Patients being sent abroad for operations that could be performed in the UK

Patients are being sent abroad for operations when they could be treated by doctors in the UK, a film screened at the BMA's annual conference has revealed.

Many of the U.K.'s 12,500 staff and associate specialist doctors ? who are distinct from junior doctors and consultants - have years of training and experience. However, the current medical career structure prevents them from taking referrals from GPs, managing their own clinics, and potentially performing thousands more operations.

In his address to the BMA's annual conference in Llandudno today, Mr Mohib Khan, chairman of the BMA's Staff and Associate Committee said: "Patients are losing out because highly skilled specialists are being prevented from offering their full expertise."

As part of his speech, he showed Untold Stories ? a film featuring interviews with three associate specialists. One of them, Mr Vijay Kumar, held a senior post in a teaching hospital in Saudi Arabia, and many of the doctors he trained there have qualified to practise as consultants in the NHS. Ironically, he has not been able to do the same because his experience is not recognised by the Royal College of Surgeons.

Despite having performed hundreds of operations as a locum consultant in the NHS, he is prevented from carrying out the same work as an associate specialist. Mr Kumar says, "It's frustrating that so many patients waiting for operations are being sent overseas, or to independent sector treatment centres staffed by surgeons from countries like South Africa. I fail to understand why they can't be treated by someone like me."

Legislation to allow doctors' experience to count towards inclusion on the specialist register ? which would allow them to apply for consultant posts - was passed last year. However, Miss Pushpa Dudani, a breast surgeon in Rotherham, says change is unlikely unless the bodies that oversee doctors' training shift their stance.

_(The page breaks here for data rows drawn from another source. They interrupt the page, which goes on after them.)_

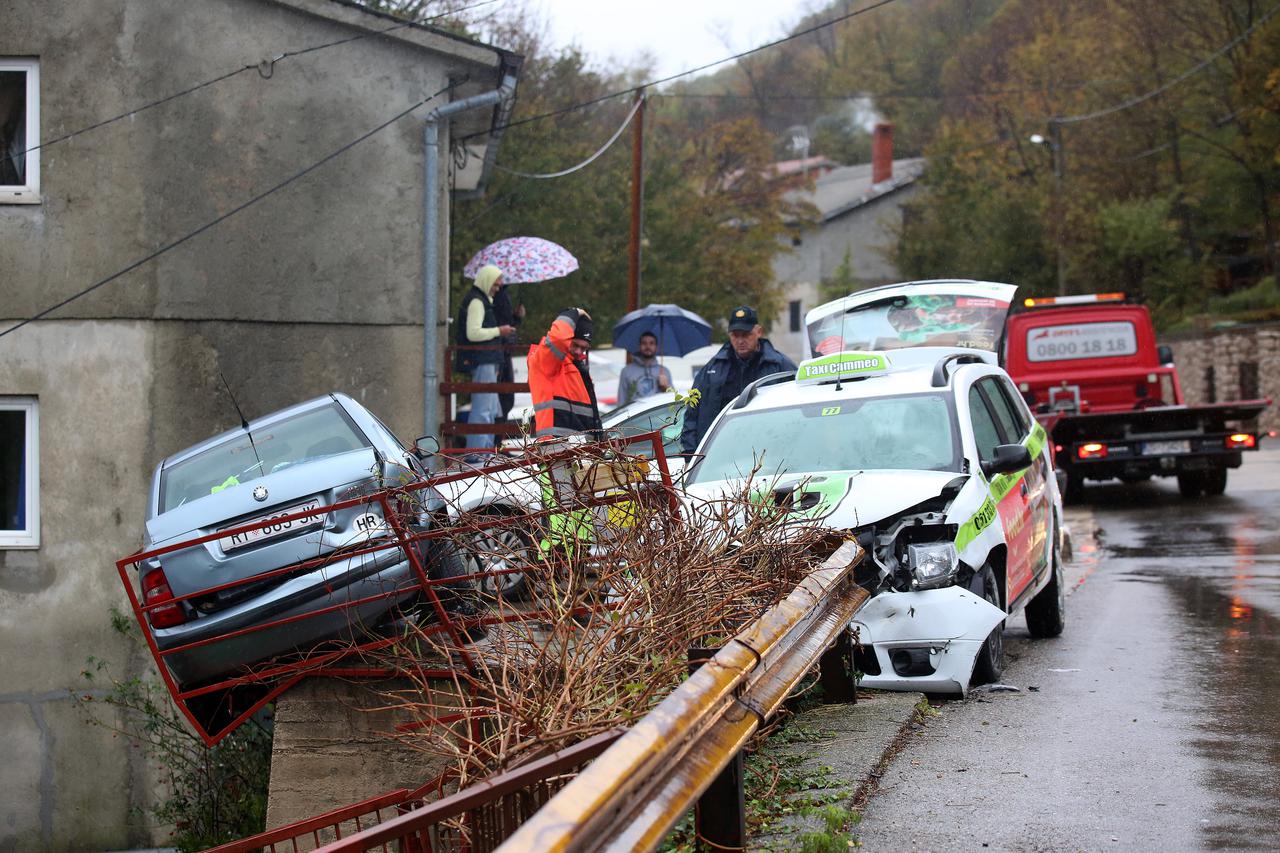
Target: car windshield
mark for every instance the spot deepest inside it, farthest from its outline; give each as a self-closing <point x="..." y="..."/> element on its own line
<point x="311" y="434"/>
<point x="899" y="433"/>
<point x="912" y="320"/>
<point x="643" y="418"/>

"As an associate specialist I can do the same things consultants do, but I'm not allowed to become one because the royal colleges don't recognise all my years of experience. They have tunnel vision and unless they change their attitude, we're not going to move forward at all."

Mr Khan will also highlight the plight of Mr Subhash Halder, an associate specialist doctor in Halifax, who has invented an implant that has revolutionised the treatment of fractures of the neck and arm. Despite winning international acclaim, patients cannot be referred to him directly, which he describes as demoralising: "I was getting referrals from different hospitals nearly every month, but I couldn't admit any patients under my own care. They had to be admitted under the care of a consultant, even though I did the operation, I did the follow-up and I got the results."